Mises disse que a diferença toda estava na contabilidade, isto é, no cálculo de custos.
Dentro das burocracias não-comerciais do governo, tudo é um jogo de adivinhação. Você não sabe exatamente o quanto deve gastar em quê; você não sabe se há algum objetivo racional naquilo que você está fazendo; você não sabe se este ou aquele plano será bem-sucedido ou se irá fracassar completamente; você não sabe onde cortar gastos caso tenha de fazê-lo; e você não sabe quais seções e quais pessoas estão fazendo um bom trabalho e quais não estão.
O setor público é um setor que, inevitavelmente, por pura lógica econômica, sempre funciona às escuras, sem ter a mínima ideia do que faz, e sempre tendo de fingir que está fazendo tudo certo.
Por quê? Porque o governo não opera de acordo com os sinais de preços emitidos pelo mercado. Ele não opera segundo a lógica do sistema de lucros e prejuízos. Como ele não tem acesso aos sinais de preços, ele não é capaz de calcular lucros e prejuízos. Por conseguinte, ele não tem uma bússola que possa guiá-lo em suas ações. Ele não tem como avaliar e estimar a real valia econômica de qualquer coisa que faça. Seus investimentos nunca poderão ser feitos da maneira correta, seus serviços nunca serão prestados de maneira satisfatória, e sempre haverá desperdício de recursos e gritante ineficiência.
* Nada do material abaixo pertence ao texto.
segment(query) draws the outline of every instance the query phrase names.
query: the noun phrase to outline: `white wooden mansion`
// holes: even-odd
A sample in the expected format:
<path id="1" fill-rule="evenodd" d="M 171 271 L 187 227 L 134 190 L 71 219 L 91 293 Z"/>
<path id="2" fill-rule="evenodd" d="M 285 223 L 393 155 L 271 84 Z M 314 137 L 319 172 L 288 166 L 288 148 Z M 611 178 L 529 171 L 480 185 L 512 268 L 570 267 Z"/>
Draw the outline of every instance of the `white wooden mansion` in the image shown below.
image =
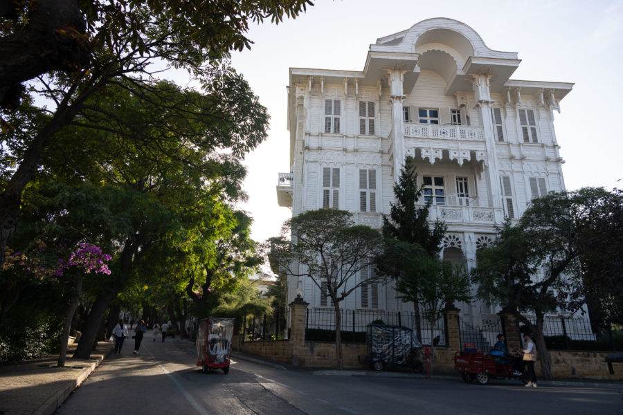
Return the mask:
<path id="1" fill-rule="evenodd" d="M 554 113 L 573 84 L 511 79 L 521 62 L 467 25 L 436 18 L 378 39 L 363 71 L 291 68 L 291 170 L 279 174 L 279 205 L 295 216 L 343 209 L 380 229 L 410 155 L 433 201 L 430 219 L 448 225 L 444 259 L 473 267 L 494 225 L 565 188 Z M 327 305 L 312 281 L 289 277 L 288 303 L 297 293 L 310 308 Z M 457 306 L 474 325 L 498 311 Z M 359 290 L 341 306 L 413 310 L 390 284 Z"/>

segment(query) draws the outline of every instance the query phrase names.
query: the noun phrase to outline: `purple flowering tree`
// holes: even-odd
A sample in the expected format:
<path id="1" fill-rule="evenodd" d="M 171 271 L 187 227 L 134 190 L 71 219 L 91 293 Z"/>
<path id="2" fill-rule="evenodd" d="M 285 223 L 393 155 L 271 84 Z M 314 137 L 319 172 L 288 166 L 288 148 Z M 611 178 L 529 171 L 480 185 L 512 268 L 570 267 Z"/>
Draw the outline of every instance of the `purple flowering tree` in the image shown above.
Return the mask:
<path id="1" fill-rule="evenodd" d="M 60 258 L 55 276 L 66 277 L 73 284 L 71 300 L 65 312 L 65 324 L 61 338 L 60 353 L 58 357 L 59 367 L 65 365 L 65 355 L 67 353 L 67 343 L 69 340 L 69 330 L 73 313 L 78 307 L 80 293 L 82 290 L 82 277 L 85 274 L 110 274 L 108 264 L 111 257 L 102 252 L 101 248 L 89 243 L 79 243 L 78 248 L 69 256 L 69 259 Z"/>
Esta é uma realidade inevitável. Não se trata de ideologia; é pura ciência econômica.
Em suma: o governo e seus órgãos não vendem seus serviços no mercado concorrencial para consumidores que voluntariamente optam por comprá-los, não se direcionam pelo sistema de lucros e prejuízos, e suas receitas não são auferidas de acordo com a qualidade dos seus serviços.
Por não ter esta racionalidade, as burocracias estatais sempre acabam seguindo os caprichos do governo do momento, preocupadas exclusivamente em satisfazer as demandas de políticos que visam apenas sua autopromoção e sua reeleição.
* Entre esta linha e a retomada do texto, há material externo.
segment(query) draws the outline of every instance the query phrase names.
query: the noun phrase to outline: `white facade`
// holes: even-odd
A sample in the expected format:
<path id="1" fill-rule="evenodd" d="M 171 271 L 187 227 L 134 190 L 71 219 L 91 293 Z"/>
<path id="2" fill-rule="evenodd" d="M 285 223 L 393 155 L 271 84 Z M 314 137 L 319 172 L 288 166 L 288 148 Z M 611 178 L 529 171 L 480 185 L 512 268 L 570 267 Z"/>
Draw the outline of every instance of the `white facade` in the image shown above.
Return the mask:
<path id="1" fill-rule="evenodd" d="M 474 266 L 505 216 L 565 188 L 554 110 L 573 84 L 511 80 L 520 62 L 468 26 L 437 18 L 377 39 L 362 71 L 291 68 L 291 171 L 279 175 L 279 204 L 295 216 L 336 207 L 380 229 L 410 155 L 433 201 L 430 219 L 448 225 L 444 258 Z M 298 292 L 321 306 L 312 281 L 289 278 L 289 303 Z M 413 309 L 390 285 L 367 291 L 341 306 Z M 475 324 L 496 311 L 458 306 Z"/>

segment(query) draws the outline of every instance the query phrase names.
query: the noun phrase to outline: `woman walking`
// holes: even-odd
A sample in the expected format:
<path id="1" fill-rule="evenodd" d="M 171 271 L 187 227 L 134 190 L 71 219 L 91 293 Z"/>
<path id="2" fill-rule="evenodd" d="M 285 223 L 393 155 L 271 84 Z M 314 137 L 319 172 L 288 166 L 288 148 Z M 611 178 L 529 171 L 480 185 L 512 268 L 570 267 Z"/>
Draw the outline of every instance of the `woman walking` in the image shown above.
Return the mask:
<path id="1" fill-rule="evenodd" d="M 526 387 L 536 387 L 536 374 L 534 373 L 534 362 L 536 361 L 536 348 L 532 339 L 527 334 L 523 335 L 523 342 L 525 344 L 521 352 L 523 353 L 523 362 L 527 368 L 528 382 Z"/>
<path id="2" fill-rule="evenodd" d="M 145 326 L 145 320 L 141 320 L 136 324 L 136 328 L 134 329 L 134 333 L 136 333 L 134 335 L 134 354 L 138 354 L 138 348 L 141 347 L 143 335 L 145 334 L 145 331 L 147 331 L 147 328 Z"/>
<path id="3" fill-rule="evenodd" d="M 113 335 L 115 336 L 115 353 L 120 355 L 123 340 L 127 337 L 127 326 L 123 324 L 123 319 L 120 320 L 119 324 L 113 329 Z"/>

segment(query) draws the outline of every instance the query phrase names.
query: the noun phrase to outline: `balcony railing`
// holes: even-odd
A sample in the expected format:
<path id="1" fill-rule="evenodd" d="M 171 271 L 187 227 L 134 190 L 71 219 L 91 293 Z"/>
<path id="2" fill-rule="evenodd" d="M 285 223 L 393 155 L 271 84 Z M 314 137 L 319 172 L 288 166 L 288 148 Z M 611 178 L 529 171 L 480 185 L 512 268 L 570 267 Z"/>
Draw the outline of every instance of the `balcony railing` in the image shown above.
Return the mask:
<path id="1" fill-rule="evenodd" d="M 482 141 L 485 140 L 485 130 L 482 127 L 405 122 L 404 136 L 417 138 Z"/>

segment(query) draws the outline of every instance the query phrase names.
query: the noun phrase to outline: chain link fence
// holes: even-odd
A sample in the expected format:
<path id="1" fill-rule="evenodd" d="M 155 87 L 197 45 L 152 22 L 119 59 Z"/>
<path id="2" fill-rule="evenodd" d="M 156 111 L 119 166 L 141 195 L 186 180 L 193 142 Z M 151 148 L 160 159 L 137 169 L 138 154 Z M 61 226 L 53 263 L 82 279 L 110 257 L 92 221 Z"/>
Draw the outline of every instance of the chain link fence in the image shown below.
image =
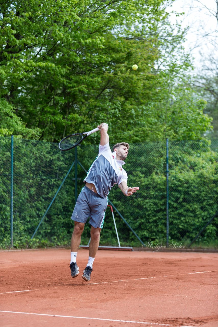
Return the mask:
<path id="1" fill-rule="evenodd" d="M 61 152 L 44 141 L 15 138 L 13 144 L 12 174 L 11 139 L 0 138 L 0 247 L 69 245 L 75 199 L 98 146 L 84 142 Z M 166 142 L 130 145 L 124 168 L 128 186 L 140 190 L 126 197 L 117 186 L 109 197 L 120 244 L 216 248 L 218 140 L 169 141 L 168 152 L 168 174 Z M 87 223 L 83 244 L 90 235 Z M 117 242 L 108 208 L 100 244 Z"/>

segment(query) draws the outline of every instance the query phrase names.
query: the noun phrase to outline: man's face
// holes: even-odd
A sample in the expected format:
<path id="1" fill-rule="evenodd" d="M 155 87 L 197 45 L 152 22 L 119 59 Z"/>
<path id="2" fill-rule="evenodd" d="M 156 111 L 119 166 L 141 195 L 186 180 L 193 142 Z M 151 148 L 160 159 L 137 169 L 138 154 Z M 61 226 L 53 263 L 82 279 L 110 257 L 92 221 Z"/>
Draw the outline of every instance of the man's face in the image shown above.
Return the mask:
<path id="1" fill-rule="evenodd" d="M 120 160 L 125 160 L 126 159 L 128 154 L 128 150 L 126 146 L 121 145 L 117 149 L 115 149 L 117 158 Z"/>

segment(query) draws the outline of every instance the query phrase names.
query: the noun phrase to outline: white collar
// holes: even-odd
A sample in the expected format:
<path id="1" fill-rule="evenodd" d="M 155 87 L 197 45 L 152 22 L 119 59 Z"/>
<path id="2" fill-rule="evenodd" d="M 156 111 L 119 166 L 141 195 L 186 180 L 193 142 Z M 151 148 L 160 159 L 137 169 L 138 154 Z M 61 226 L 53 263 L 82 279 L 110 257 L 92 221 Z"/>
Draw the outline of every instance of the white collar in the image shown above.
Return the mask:
<path id="1" fill-rule="evenodd" d="M 113 156 L 114 156 L 114 157 L 115 157 L 115 159 L 116 160 L 117 156 L 116 155 L 116 151 L 114 151 L 114 152 L 112 152 L 112 154 L 113 155 Z M 117 160 L 117 162 L 118 163 L 121 164 L 122 166 L 123 165 L 123 164 L 126 164 L 126 163 L 125 163 L 124 161 L 123 161 L 123 160 Z"/>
Consequentemente, as burocracias estatais sempre estarão sob os auspícios de uma gente cujo horizonte temporal é de no máximo quatro anos, e inevitavelmente se transformarão em fábricas de desperdício, ineficiência, confusão e ressentimento.
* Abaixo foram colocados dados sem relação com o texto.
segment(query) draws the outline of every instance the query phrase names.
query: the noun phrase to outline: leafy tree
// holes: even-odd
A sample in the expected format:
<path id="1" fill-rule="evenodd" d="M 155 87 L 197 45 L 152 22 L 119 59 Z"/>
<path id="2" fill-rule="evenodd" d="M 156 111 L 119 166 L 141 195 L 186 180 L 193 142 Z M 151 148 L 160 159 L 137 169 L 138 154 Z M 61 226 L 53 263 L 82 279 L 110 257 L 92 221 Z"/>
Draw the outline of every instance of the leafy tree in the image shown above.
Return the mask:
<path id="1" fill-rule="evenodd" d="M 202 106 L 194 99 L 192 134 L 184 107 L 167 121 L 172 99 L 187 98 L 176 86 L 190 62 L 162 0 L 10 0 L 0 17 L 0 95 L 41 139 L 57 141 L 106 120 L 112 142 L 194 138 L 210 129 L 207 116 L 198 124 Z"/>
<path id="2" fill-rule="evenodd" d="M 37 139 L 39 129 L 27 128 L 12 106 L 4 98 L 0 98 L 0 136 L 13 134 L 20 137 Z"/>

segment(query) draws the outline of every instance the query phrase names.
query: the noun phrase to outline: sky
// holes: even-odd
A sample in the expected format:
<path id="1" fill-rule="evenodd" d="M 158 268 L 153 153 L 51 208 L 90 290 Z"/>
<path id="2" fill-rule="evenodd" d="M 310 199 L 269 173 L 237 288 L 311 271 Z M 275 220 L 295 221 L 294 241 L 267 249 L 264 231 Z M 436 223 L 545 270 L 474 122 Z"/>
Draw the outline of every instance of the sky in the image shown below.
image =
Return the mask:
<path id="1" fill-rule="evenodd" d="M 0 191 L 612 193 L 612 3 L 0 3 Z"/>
No setor privado o mundo é outro
Já nas empresas privadas que operam em ambiente de livre concorrência a situação é diferente.
No mundo do comércio, os sinais de preços emitidos pelo mercado comandam as decisões. O sistema de lucros e prejuízos mostra como os recursos escassos estão sendo empregados. Se corretamente, os consumidores recompensam as empresas propiciando-lhes grandes lucros; se erroneamente, os consumidores punem as empresas impondo-lhes prejuízos.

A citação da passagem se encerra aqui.